Bayer Oy, Tuulikuja 2, 02100, Espoo, Finland.
HUS Helsinki University Hospital, Helsinki, Finland.
Sci Rep. 2024 Jan 19;14(1):1731. doi: 10.1038/s41598-024-51938-3.
A growing body of research is focusing on real-world data (RWD) to supplement or replace randomized controlled trials (RCTs). However, due to the disparities in data generation mechanisms, differences are likely and necessitate scrutiny to validate the merging of these datasets. We compared the characteristics of RCT data from 5734 diabetic kidney disease patients with corresponding RWD from electronic health records (EHRs) of 23,523 patients. Demographics, diagnoses, medications, laboratory measurements, and vital signs were analyzed using visualization, statistical comparison, and cluster analysis. RCT and RWD sets exhibited significant differences in prevalence, longitudinality, completeness, and sampling density. The cluster analysis revealed distinct patient subgroups within both RCT and RWD sets, as well as clusters containing patients from both sets. We stress the importance of validation to verify the feasibility of combining RCT and RWD, for instance, in building an external control arm. Our results highlight general differences between RCT and RWD sets, which should be considered during the planning stages of an RCT-RWD study. If they are, RWD has the potential to enrich RCT data by providing first-hand baseline data, filling in missing data or by subgrouping or matching individuals, which calls for advanced methods to mitigate the differences between datasets.

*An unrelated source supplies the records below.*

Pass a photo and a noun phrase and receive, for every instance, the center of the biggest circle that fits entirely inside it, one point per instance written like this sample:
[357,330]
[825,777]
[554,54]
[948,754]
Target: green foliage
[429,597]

越来越多的研究关注真实世界数据(RWD),以补充或替代随机对照试验(RCT)。然而,由于数据生成机制的差异,可能存在差异,需要仔细审查以验证这些数据集的合并。我们比较了来自 5734 名糖尿病肾病患者的 RCT 数据与来自 23523 名患者的电子健康记录(EHR)的相应 RWD 的特征。使用可视化、统计比较和聚类分析分析了人口统计学、诊断、药物、实验室测量和生命体征。RCT 和 RWD 数据集在流行率、纵向性、完整性和采样密度方面存在显著差异。聚类分析显示了 RCT 和 RWD 数据集内的不同患者亚组,以及包含来自两个数据集的患者的聚类。我们强调验证的重要性,以验证合并 RCT 和 RWD 的可行性,例如,在建立外部对照臂时。我们的结果突出了 RCT 和 RWD 数据集之间的一般差异,在 RCT-RWD 研究的规划阶段应考虑这些差异。如果考虑到这些差异,RWD 有可能通过提供第一手基线数据、填补缺失数据或通过亚组或匹配个体来丰富 RCT 数据,这需要先进的方法来减轻数据集之间的差异。